By Curtis Ashley
At around three in the morning, I hauled my luggage down the steps on the exterior of my home, and made my way to the nearest bus stop. I was looking to get to JFK International Airport by five, so I could leisurely board my plane to Minneapolis at seven. All went as planned, as I met with my two colleagues, Anthony and Ebony. We boarded our plane, and in three hours, we were where we needed to be: Minneapolis, Minnesota. From there, we took an Uber to the University of Minnesota, got settled in, and rushed to find other college students on our workshop track. I found a few people with matching lanyards, indicating they were also there for the Reporting/Storytelling workshop. I said goodbye (for now) to my colleagues, and hello to a brand new experience, in a state I never went to before.
From the first few introductions, I knew I was not in Kansas (or New York) anymore. My regular instructors were Laura Widmer and Lisa Renze-Rhodes. Widmer is the associate director NSPA/ACP (National Scholastic Press Association/Associated Collegiate Press), and Renze-Rhodes is an Indianapolis-based writer with 17 years of professional journalism experience, 12 of those at The Indianapolis Star. Chris Evans, a reporter and fiction-writer, also contributed to most of our discussions. I was more than honored to be in a room with people so dedicated to the field of journalism. I learned more from them than I anticipated. When I pitched workshop story about how local news outlets have changed their coverage since the Trump administration took office, Renze-Rhodes challenged my thinking, and forced me to come up with alternative methods on the fly.
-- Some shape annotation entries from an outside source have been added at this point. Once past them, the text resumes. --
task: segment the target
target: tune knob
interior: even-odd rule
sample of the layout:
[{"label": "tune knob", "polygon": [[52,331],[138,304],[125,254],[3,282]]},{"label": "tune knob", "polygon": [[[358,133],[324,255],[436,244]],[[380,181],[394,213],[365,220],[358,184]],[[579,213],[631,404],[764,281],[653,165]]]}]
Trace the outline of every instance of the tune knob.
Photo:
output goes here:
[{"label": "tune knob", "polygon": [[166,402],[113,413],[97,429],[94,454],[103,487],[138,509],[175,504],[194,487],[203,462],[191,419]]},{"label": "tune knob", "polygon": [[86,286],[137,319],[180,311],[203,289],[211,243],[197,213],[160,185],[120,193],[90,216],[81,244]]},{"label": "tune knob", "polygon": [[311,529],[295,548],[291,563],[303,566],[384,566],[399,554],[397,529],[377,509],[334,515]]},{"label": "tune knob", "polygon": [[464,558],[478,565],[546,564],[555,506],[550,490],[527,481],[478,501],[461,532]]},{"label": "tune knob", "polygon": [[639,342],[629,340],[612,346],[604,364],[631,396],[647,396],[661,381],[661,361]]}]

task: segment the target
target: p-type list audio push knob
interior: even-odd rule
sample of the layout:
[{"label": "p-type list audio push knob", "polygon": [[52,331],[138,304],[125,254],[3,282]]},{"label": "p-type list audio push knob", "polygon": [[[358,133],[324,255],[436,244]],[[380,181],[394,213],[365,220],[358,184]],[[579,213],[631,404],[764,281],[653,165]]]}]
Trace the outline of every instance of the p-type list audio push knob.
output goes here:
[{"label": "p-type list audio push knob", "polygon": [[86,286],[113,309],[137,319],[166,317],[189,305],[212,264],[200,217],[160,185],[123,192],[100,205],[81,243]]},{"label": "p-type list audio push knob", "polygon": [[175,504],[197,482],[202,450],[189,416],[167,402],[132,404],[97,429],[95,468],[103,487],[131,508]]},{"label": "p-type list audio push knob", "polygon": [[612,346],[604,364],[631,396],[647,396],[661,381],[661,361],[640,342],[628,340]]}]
She made me think outside the box, regarding who to interview, what questions to ask, and how to even go about writing my article. I ended up with a narrower focus, looking at how local news covered their city and state politicians in the wake of Trump’s arrival. This is something that I don’t get a lot of from myself; something I will surely change. Evans highlighted the usefulness of incorporating sensory storytelling into a piece. Using descriptive words and focusing on a particular detail can make a piece much more interesting to read, Evans explained. I found many of his suggestions valuable for features and op-eds, where my voice can break through a bit more than in a standard news article.
In addition to those three, a few other reporters dropped by and spoke to us about crime reporting, and A&E (arts and entertainment). Some of what they said reiterated things aforementioned by the original three. Others things stuck with me. I will never forget the presentation on how the Star Tribune broke the Philando Castile story. Two of the special guest presenters were from the Star Tribune, and worked on that story at the time. Listening to how that news organization broke down the information presented to them, the precautions they took, and the choices they made (and edited) was thrilling. Coming from a small newsroom, hearing of that level of communication nearly overwhelmed me.
But looking around the room and seeing the face of twenty-some other college students calmed me. Just like me, the students who came from as far as Rhode Island and as close as the University of Minnesota itself, were taking all of this information in. They processed it, and related it to themselves and the newsroom they would soon return to. In between discussions, or after the day was over, I spoke with a bunch of people at the workshop, whether they were on my track or not. Many said their newsroom was small as well. This made me feel a lot better about where I was, and confident in the journey ahead of me. Even when I visited the office of the University of Minnesota newspaper, The Minnesota Daily, I was more inspired than overwhelmed. That office was half a floor or an entire building, with desks, chairs, computers, and supplies to accommodate every person at that paper. My office is one small room in the corner of a huge building.
That said, it’s not about the size of the newsroom. It’s about the people inside. Even though some of the people who come into The Campus office have little to no background in journalism, if at least one person can teach them, then they should be well off. Fortunately for us, three people went, and we each learned something tailored to our position on the magazine, and where we are in our careers. With each of us bringing back the knowledge we have, I am confident in the future of our publication. For myself, after the trip, I have never been more confident in my pursuit of journalism. These kinds of workshops and events are crucial in the life of an aspiring journalist. One can never know if it’s the deciding factor between this, or something else. I will always be thankful for the opportunity to go to Minnesota. And because I went, I will always want to be a journalist.